Judge Leibell has written so complete and thorough an opinion, supporting his conclusions with reasoning so convincing, that little can be said which is not repetitious. However, the appellants have argued for reversal with such earnestness and at such length that some discussion by us seems desirable.
Three cognate statutes enacted for the benefit of railroad employees contain an identical definition of "employer" and subject the employer to their respective provisions. Obviously the identical definition in these related Acts should be identically construed and applied. See Despatch Shops v. Railroad Retirement Board, 2 Cir., 154 F.2d 417, 418. The definition of "employer" in the Railroad Retirement Act and the Railroad Unemployment Insurance Act came before the Supreme Court in Railroad Retirement Board v. Duquesne Warehouse Company, 326 U.S. 446, 66 S.Ct. 238, 90 L.Ed. 192. That case involved a railroad-controlled warehouse company which loaded and unloaded for shippers carload freight transported by a railroad whose applicable tariff required the shipper to perform such services. The Supreme Court said that the question is "whether a carrier's affiliate is performing a service that could be performed by the carrier and charged for under the line-haul tariffs", 326 U.S. at page 454, 66 S.Ct. at page 242; it held that the loading and unloading services performed by Duquesne are services performed "`in connection with the transportation of * * * property by railroad'" and therefore are within the coverage of the statutory definition. Assuming for the moment that Universal was railroad-controlled, we think, as did Judge Leibell, that the Duquesne case leads inescapably to the conclusion that the services performed by Universal are within the coverage of the Railroad Retirement Tax Act. Indeed, the case is stronger than Duquesne's for in addition to loading and unloading Universal performs many other services which could be performed by railroads in connection with the transportation of property and for which the railroad could make a charge. Universal has presented an elaborate and lengthy argument to prove that the legislative history of the Tax Act reveals that it was never intended to apply to freight forwarders, whether railroad controlled or independently owned. We do not find the legislative history persuasive of such intent, but in any event the fact that a similar argument did not prevail in the Duquesne case would preclude its acceptance in the case at bar.

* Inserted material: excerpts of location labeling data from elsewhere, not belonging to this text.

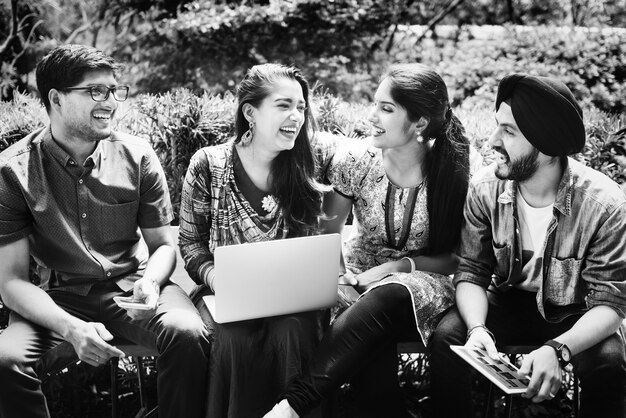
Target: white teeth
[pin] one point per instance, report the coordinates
(499, 157)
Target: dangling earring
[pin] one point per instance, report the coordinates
(247, 136)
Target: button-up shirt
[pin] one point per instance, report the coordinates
(83, 218)
(584, 254)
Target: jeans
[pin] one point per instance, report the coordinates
(28, 352)
(361, 346)
(514, 319)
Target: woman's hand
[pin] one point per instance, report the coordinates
(375, 274)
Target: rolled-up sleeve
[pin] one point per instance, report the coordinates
(155, 207)
(475, 251)
(605, 263)
(15, 217)
(195, 219)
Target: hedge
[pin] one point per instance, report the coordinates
(178, 123)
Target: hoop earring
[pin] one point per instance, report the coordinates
(246, 138)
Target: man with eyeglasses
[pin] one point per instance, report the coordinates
(78, 197)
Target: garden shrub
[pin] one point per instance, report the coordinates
(589, 61)
(178, 123)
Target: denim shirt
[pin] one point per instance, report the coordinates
(584, 254)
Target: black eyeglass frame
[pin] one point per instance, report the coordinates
(109, 90)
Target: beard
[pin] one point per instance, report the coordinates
(521, 169)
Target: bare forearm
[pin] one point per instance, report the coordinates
(472, 303)
(161, 264)
(594, 326)
(35, 305)
(440, 264)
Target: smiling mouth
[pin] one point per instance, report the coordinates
(104, 116)
(500, 158)
(376, 131)
(291, 130)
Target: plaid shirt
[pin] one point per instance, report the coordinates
(584, 254)
(83, 220)
(214, 212)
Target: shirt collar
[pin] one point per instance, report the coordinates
(95, 159)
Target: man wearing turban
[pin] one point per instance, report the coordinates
(542, 259)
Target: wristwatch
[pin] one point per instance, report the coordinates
(562, 352)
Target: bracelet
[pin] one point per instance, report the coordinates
(156, 285)
(211, 279)
(411, 262)
(480, 326)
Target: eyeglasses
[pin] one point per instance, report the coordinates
(100, 93)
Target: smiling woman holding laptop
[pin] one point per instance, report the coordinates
(259, 187)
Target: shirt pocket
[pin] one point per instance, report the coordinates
(502, 268)
(563, 279)
(118, 223)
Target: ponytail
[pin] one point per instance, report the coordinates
(448, 179)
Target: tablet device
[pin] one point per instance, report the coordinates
(501, 372)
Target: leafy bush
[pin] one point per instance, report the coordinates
(589, 61)
(179, 123)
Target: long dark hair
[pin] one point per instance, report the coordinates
(422, 92)
(292, 175)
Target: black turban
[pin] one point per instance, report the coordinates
(546, 112)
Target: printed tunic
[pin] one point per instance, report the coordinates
(390, 222)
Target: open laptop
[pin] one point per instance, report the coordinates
(276, 277)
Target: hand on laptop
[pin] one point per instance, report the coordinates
(373, 275)
(144, 290)
(348, 278)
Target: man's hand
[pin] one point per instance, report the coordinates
(146, 290)
(90, 342)
(348, 278)
(545, 374)
(375, 274)
(480, 338)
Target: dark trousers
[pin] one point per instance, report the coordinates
(360, 346)
(28, 351)
(515, 320)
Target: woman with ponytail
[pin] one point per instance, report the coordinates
(406, 186)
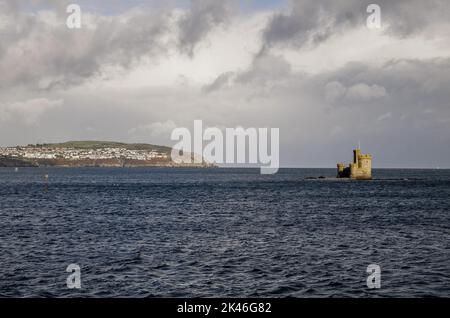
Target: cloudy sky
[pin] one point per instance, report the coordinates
(138, 69)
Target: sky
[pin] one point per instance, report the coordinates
(136, 70)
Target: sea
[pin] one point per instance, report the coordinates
(225, 232)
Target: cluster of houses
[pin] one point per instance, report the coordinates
(79, 154)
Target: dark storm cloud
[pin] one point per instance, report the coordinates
(311, 22)
(37, 50)
(203, 16)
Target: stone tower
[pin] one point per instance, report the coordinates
(360, 169)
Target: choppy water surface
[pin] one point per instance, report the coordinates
(223, 232)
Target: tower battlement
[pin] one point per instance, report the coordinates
(359, 169)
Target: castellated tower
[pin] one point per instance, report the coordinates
(360, 169)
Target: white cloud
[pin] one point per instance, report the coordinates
(364, 92)
(29, 111)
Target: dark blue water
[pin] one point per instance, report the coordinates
(223, 232)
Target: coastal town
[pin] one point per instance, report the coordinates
(80, 154)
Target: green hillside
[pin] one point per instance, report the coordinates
(92, 144)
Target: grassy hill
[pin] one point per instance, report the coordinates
(92, 144)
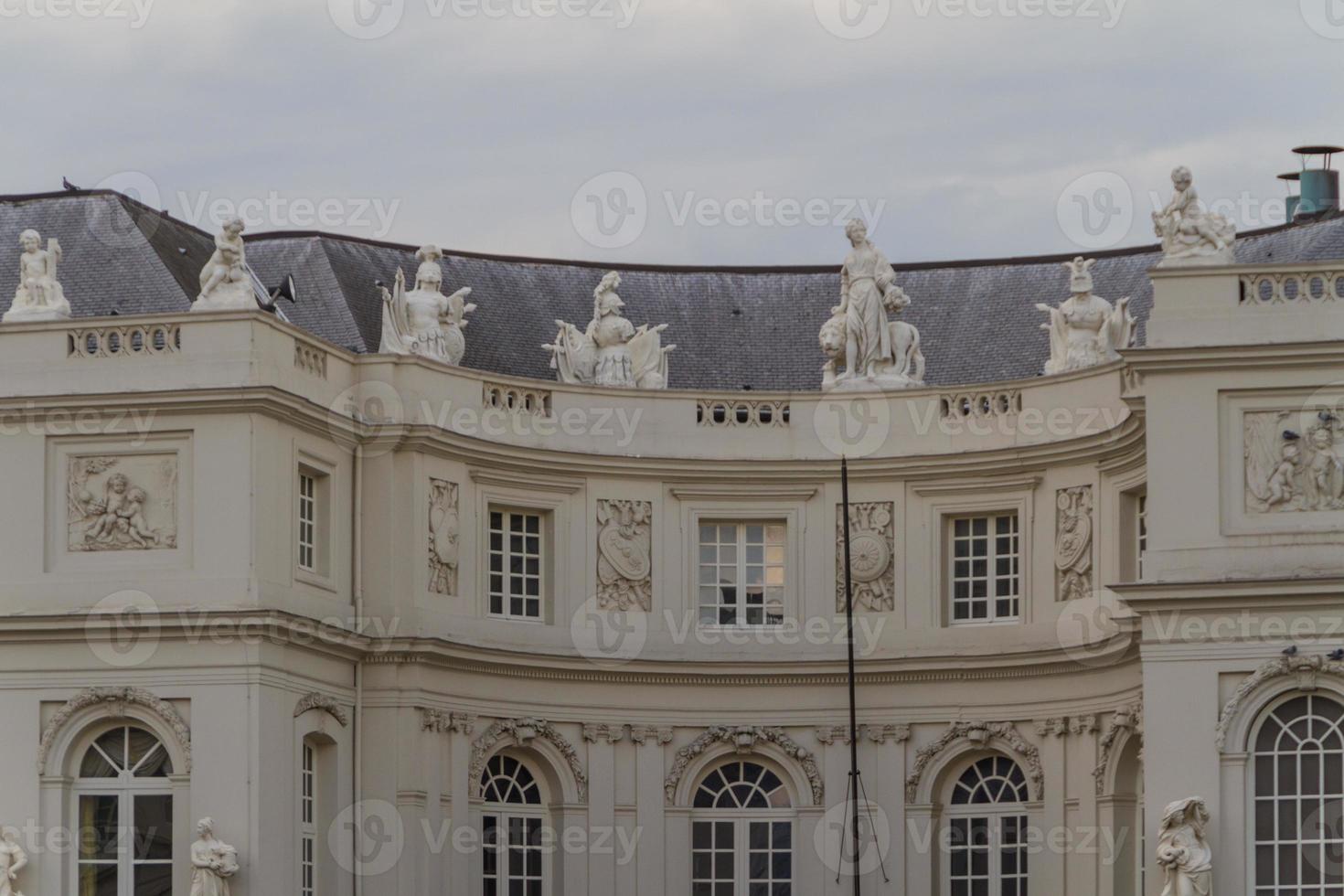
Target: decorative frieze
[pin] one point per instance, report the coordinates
(322, 701)
(745, 739)
(625, 555)
(977, 733)
(871, 557)
(1295, 461)
(443, 531)
(1072, 543)
(123, 503)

In Universal Carloading & Distributing Co. v. Railroad Retirement Board, 84 U.S. App.D.C. 188, 172 F.2d 22, the question was presented whether the present appellant came within the definition of "employer" in the Railroad Unemployment Insurance Act. The Court of Appeals held, in reliance on the Duquesne case, that the type of services performed by Universal brought it within the coverage of the statutory definition. We agree with that conclusion.

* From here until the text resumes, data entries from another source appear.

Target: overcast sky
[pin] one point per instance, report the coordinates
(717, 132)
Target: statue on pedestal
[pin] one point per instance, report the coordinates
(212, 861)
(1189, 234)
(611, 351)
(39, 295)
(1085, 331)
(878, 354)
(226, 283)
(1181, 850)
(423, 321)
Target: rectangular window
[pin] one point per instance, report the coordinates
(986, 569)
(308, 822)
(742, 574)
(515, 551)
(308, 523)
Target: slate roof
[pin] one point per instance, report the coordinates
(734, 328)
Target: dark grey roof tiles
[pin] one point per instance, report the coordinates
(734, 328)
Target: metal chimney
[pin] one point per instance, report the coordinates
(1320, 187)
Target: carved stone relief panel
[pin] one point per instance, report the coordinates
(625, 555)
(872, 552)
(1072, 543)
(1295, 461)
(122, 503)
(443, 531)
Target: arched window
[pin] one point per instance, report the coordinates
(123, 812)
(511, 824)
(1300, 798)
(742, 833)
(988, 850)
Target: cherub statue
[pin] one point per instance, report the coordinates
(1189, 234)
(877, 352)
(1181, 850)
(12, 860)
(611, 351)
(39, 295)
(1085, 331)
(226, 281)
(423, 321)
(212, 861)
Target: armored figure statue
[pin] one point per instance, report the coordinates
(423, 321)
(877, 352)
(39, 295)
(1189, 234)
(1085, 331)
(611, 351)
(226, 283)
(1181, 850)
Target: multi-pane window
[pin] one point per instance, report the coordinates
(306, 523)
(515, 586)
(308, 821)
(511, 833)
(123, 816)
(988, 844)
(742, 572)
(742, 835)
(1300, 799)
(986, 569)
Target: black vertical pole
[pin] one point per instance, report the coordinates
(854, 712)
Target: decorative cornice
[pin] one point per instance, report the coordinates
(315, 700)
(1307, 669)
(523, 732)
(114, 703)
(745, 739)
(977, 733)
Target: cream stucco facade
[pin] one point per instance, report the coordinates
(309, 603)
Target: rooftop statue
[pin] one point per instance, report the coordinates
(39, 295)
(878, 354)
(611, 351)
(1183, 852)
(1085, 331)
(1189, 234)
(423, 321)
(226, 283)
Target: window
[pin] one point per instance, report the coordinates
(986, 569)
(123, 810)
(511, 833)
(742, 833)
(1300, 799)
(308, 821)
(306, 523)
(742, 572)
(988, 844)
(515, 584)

The Court of Appeals discussed at length the question of the control of Universal by New York Central and held that the preexisting control was not ended by the Trust Indenture of June 15, 1939. Judge Leibell also discussed this question, independently reached the same conclusion, and followed the decision of the Court of Appeals on the principle of stare decisis. We agree with his discussion and have nothing to add.